Hacker News new | ask | show | jobs
by chrchang523 1596 days ago
It is worth noting here that this "one assembly instruction" is not that cheap. The hardware on a multicore system does have to perform some locking under the hood to execute that instruction. But yes, it still has enough of an advantage over calling into the kernel to justify the additional usage complexity.
3 comments

And on ccnuma systems, you end up getting memory contention and huuuuuge memory latencies, as well for the data also residing in the same cacheline. Often we would align and isolate these locks within a cacheline blocke... which also wastes a lot of space if you have a lot of these (I was consulting on an enterprise app that had millions I think. It made a big difference in the software's memory footprint.)
Im pretty sure the same construct can be implemented without the compare:

  int lock = 0;

  void AcquireLock(int *lock){
    while (ATOMIC_SWAP(lock, 1)){
      sleep(10); //or futex or w/e
    }
  }

  void ReleaseLock(int *lock){
    ATOMIC_SWAP(lock, 0);
  }
The 'lock' variable is shared among threads. Compare is needed to avoid stomping on the lock acquired by another thread.
No it isn't.

If lock = 1, you set the lock to 1 (aka do nothing).

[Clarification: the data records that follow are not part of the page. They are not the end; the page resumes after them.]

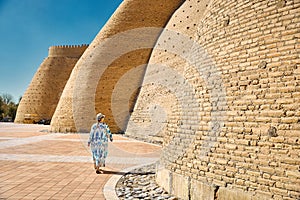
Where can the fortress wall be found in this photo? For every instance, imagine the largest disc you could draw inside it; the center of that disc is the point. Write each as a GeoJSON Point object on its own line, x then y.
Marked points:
{"type": "Point", "coordinates": [121, 49]}
{"type": "Point", "coordinates": [42, 95]}
{"type": "Point", "coordinates": [226, 106]}
{"type": "Point", "coordinates": [69, 51]}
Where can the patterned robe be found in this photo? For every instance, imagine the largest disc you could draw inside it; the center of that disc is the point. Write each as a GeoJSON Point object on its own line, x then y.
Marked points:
{"type": "Point", "coordinates": [98, 141]}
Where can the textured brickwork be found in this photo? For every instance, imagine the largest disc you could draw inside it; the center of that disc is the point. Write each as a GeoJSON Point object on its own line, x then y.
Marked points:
{"type": "Point", "coordinates": [111, 56]}
{"type": "Point", "coordinates": [230, 120]}
{"type": "Point", "coordinates": [220, 92]}
{"type": "Point", "coordinates": [43, 93]}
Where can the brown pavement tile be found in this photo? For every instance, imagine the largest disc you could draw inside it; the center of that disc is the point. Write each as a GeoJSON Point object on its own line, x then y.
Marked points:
{"type": "Point", "coordinates": [50, 147]}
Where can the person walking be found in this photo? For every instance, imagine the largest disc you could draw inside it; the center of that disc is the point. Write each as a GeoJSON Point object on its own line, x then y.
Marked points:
{"type": "Point", "coordinates": [98, 141]}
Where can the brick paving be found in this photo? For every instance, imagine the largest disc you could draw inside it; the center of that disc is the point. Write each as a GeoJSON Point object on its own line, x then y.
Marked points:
{"type": "Point", "coordinates": [36, 164]}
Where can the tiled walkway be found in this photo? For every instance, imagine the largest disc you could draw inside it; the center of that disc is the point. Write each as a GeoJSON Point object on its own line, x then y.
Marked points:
{"type": "Point", "coordinates": [36, 164]}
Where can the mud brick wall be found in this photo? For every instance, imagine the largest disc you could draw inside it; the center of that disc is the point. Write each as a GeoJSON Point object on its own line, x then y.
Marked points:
{"type": "Point", "coordinates": [108, 76]}
{"type": "Point", "coordinates": [42, 95]}
{"type": "Point", "coordinates": [221, 92]}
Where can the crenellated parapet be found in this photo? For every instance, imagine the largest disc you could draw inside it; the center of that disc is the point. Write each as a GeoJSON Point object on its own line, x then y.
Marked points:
{"type": "Point", "coordinates": [74, 51]}
{"type": "Point", "coordinates": [42, 95]}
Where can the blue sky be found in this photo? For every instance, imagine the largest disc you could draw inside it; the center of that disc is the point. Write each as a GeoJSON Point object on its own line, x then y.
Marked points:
{"type": "Point", "coordinates": [29, 27]}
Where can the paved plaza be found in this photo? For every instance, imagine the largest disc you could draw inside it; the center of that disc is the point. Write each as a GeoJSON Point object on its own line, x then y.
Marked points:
{"type": "Point", "coordinates": [36, 164]}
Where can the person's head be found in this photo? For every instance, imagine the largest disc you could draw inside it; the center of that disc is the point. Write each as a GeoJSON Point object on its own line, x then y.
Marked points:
{"type": "Point", "coordinates": [100, 117]}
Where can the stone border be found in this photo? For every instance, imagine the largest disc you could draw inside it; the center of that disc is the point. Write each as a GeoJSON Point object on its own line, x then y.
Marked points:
{"type": "Point", "coordinates": [109, 188]}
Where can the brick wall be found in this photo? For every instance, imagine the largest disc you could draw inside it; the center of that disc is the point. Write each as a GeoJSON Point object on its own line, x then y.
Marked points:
{"type": "Point", "coordinates": [221, 92]}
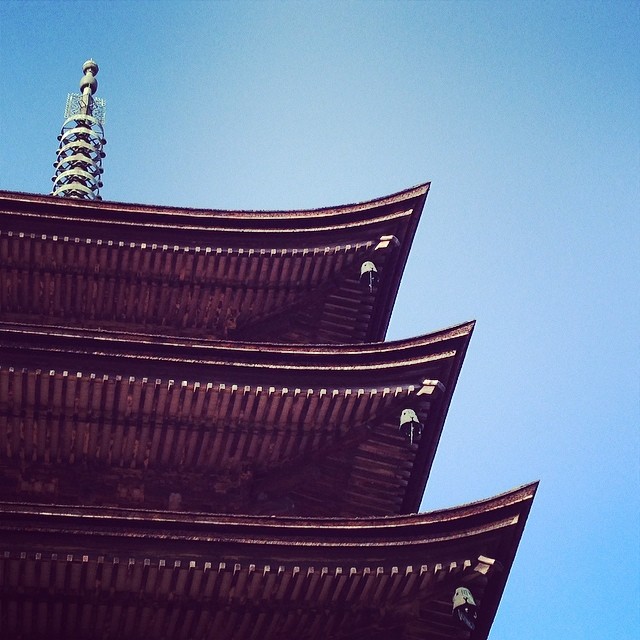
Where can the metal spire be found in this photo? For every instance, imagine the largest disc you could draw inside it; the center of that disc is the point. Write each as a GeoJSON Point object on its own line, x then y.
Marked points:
{"type": "Point", "coordinates": [79, 157]}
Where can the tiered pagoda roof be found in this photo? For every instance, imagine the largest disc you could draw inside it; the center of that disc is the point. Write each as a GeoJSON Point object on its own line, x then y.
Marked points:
{"type": "Point", "coordinates": [199, 430]}
{"type": "Point", "coordinates": [95, 418]}
{"type": "Point", "coordinates": [273, 276]}
{"type": "Point", "coordinates": [113, 573]}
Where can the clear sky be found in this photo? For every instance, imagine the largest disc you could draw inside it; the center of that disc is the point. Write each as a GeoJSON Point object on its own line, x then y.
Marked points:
{"type": "Point", "coordinates": [525, 117]}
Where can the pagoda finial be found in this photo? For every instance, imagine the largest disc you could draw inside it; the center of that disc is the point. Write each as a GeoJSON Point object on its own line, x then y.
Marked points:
{"type": "Point", "coordinates": [79, 157]}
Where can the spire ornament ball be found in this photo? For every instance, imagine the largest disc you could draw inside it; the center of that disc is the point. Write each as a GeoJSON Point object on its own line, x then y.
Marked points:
{"type": "Point", "coordinates": [78, 163]}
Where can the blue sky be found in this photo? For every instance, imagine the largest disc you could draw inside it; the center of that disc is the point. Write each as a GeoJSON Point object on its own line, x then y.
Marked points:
{"type": "Point", "coordinates": [525, 117]}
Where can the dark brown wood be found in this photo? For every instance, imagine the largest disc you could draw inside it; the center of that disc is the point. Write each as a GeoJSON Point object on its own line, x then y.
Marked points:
{"type": "Point", "coordinates": [257, 276]}
{"type": "Point", "coordinates": [253, 577]}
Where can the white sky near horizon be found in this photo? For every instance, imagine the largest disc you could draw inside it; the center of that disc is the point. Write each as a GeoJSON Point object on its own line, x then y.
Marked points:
{"type": "Point", "coordinates": [526, 118]}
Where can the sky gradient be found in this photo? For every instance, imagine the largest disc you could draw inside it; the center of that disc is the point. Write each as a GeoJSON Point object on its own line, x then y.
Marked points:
{"type": "Point", "coordinates": [525, 117]}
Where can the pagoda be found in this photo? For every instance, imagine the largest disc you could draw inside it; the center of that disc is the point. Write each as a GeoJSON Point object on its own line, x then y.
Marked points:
{"type": "Point", "coordinates": [203, 434]}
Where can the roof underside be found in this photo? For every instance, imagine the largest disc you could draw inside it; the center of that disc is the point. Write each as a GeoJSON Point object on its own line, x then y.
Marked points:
{"type": "Point", "coordinates": [257, 276]}
{"type": "Point", "coordinates": [105, 573]}
{"type": "Point", "coordinates": [92, 418]}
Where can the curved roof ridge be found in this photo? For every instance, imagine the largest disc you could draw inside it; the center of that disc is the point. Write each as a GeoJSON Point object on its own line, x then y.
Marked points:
{"type": "Point", "coordinates": [393, 198]}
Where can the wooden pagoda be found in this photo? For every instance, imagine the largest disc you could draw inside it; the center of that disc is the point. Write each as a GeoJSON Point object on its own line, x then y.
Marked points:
{"type": "Point", "coordinates": [199, 427]}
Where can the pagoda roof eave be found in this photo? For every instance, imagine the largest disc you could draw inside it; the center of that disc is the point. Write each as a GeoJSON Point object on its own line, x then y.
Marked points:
{"type": "Point", "coordinates": [331, 414]}
{"type": "Point", "coordinates": [267, 356]}
{"type": "Point", "coordinates": [289, 276]}
{"type": "Point", "coordinates": [218, 219]}
{"type": "Point", "coordinates": [465, 519]}
{"type": "Point", "coordinates": [394, 575]}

If the lock is 0, you know it is unlocked and know you succeeded in acquiring the lock.

If many threads try to atomic swap, only one of them gets the zero.

------

The real issue here is the subtle memory barrier bug in that code.

You are right. XCHG can do the job to acquire the lock. At least on x86, XCHG does lock the cache line on the address of the variable, so it should be ok.
Yes, CMPXCHG is a relatively more expensive instruction. In x86 it is a memory barrier instruction.